How to run SHOC on Dual GPU ?

Hello everyone,

Anybody know how could I run the benchmark SHOC on a DUAL GPU ??
Like the NVIDIA K10 or K80… they appears to be two differents gpu, how do I use all the power of that GPU ?

SHOC has the ability to run various tests on multiple GPUs. Using a K80 would be conceptually the same as running SHOC on a machine with two K40’s in it.

It should be, but I’m having problems with this… On the server the Dual GPUs appears to be two different GPU.

So… to run the benchmark I tried to use the commando “perl ./tools/ -s 4 -d 0,1 -cuda” to use the devices 0 and 1… But it gives error :/ like bellow…

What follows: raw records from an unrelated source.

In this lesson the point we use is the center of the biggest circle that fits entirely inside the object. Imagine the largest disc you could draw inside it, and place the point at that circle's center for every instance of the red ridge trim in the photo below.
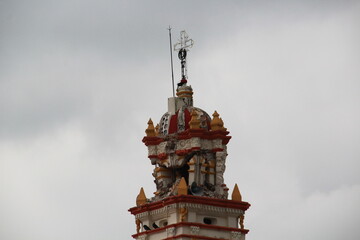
(190, 199)
(221, 228)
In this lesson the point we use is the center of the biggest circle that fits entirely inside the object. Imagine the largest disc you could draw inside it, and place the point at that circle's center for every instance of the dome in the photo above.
(179, 122)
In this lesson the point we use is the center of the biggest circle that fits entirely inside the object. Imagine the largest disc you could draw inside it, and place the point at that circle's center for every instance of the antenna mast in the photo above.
(183, 47)
(172, 67)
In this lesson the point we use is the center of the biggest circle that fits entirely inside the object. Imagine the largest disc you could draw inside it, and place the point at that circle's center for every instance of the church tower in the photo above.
(188, 149)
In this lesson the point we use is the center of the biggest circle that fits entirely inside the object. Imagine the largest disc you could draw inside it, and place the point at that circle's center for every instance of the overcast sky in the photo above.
(80, 79)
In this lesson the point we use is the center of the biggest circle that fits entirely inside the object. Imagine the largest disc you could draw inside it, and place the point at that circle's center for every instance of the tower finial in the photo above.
(182, 47)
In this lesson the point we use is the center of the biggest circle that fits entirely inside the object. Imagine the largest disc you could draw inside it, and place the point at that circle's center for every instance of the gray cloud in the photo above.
(79, 80)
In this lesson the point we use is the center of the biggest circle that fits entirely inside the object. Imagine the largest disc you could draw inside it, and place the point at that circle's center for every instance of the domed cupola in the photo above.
(177, 119)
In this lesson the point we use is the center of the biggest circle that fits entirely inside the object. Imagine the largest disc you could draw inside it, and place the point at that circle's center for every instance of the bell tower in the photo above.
(188, 149)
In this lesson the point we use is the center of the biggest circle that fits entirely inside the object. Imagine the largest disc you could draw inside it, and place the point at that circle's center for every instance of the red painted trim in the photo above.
(190, 199)
(152, 140)
(188, 224)
(193, 237)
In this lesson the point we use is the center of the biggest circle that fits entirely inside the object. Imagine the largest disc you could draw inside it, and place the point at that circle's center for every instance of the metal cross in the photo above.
(182, 47)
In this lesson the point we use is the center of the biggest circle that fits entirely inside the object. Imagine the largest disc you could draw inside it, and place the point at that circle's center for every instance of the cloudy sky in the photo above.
(79, 80)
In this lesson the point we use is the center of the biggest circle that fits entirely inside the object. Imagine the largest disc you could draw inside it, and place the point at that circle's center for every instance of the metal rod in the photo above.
(172, 66)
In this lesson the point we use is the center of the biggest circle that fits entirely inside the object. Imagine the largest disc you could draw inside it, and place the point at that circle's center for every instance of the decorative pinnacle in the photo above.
(182, 47)
(216, 123)
(150, 131)
(141, 198)
(236, 196)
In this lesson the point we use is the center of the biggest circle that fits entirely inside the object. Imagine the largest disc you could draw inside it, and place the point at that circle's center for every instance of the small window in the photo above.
(163, 223)
(209, 221)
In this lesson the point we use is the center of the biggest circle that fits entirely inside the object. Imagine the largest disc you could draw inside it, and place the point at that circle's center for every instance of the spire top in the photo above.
(182, 47)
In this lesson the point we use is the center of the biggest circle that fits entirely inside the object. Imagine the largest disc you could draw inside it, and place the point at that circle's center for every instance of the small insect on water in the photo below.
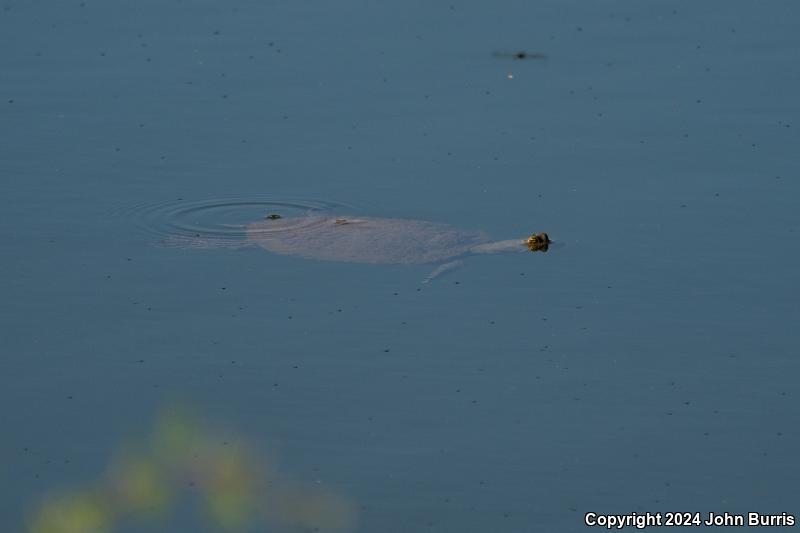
(519, 55)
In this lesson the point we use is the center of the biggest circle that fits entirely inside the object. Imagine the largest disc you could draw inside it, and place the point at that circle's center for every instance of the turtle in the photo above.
(381, 240)
(358, 239)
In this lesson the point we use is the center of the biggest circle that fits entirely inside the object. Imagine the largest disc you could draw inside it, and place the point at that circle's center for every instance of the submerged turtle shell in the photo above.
(363, 240)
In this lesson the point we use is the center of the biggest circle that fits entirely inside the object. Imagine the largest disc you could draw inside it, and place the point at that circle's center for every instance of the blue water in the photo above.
(648, 364)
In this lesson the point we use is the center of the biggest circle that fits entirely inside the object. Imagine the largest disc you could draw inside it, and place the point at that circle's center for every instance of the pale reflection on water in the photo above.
(236, 486)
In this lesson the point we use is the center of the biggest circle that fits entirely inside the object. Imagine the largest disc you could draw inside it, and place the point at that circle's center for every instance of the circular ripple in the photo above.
(224, 220)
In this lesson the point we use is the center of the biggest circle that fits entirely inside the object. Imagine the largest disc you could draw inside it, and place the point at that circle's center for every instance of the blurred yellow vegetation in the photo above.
(237, 488)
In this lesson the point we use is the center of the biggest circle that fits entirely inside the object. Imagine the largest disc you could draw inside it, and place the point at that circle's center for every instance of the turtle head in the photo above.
(538, 242)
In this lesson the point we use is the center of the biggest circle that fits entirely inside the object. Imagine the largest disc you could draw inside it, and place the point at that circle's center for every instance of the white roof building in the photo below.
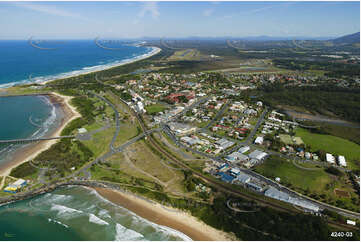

[shoc-master]$ perl ./tools/ -s 4 -d 0,1 -cuda
— Welcome To The SHOC Benchmark Suite version 1.1.5 —
Platform selection not specified, default to platform #0
Number of available platforms: 1
Number of available devices on platform 0 : 8
Device 0: ‘Tesla K80’
Device 1: ‘Tesla K80’
Device 2: ‘Tesla K80’
Device 3: ‘Tesla K80’
Device 4: ‘Tesla K80’
Device 5: ‘Tesla K80’
Device 6: ‘Tesla K80’
Device 7: ‘Tesla K80’
Specified 2 device IDs: 0,1
Using size class: 4

— Starting Benchmarks —
Running benchmark BusSpeedDownload
result for bspeed_download: BenchmarkError
Running benchmark BusSpeedReadback
result for bspeed_readback: BenchmarkError
Running benchmark MaxFlops
result for maxspflops: BenchmarkError
result for maxdpflops: BenchmarkError
Running benchmark DeviceMemory
result for gmem_readbw: BenchmarkError
result for gmem_readbw_strided: BenchmarkError
result for gmem_writebw: BenchmarkError
result for gmem_writebw_strided: BenchmarkError
result for lmem_readbw: BenchmarkError
result for lmem_writebw: BenchmarkError
result for tex_readbw: BenchmarkError
Skipping non-cuda benchmark KernelCompile
Skipping non-cuda benchmark QueueDelay
Running benchmark FFT
result for fft_sp: BenchmarkError
result for fft_dp: BenchmarkError
Running benchmark GEMM
result for sgemm_n: BenchmarkError
result for dgemm_n: BenchmarkError
Running benchmark MD
result for md_sp_flops: BenchmarkError
result for md_dp_flops: BenchmarkError
Running benchmark MD5Hash
result for md5hash: BenchmarkError
Running benchmark Reduction
result for reduction: BenchmarkError
result for reduction_dp: BenchmarkError
Running benchmark Scan
result for scan: BenchmarkError
result for scan_dp: BenchmarkError
Running benchmark Sort
result for sort: BenchmarkError
Running benchmark Spmv
result for spmv_csr_scalar_sp: BenchmarkError
result for spmv_csr_vector_sp: BenchmarkError
result for spmv_ellpackr_sp: BenchmarkError
result for spmv_csr_scalar_dp: BenchmarkError
result for spmv_csr_vector_dp: BenchmarkError
result for spmv_ellpackr_dp: BenchmarkError
Running benchmark Stencil2D
result for stencil: BenchmarkError
result for stencil_dp: BenchmarkError
Running benchmark Triad
result for triad_bw: BenchmarkError
Running benchmark S3D
result for s3d: BenchmarkError
result for s3d_dp: BenchmarkError
Running benchmark QTC
result for qtc: BenchmarkError
result for qtc_kernel: BenchmarkError

Yes, on the server side, they appear to be two different GPUs, that is correct.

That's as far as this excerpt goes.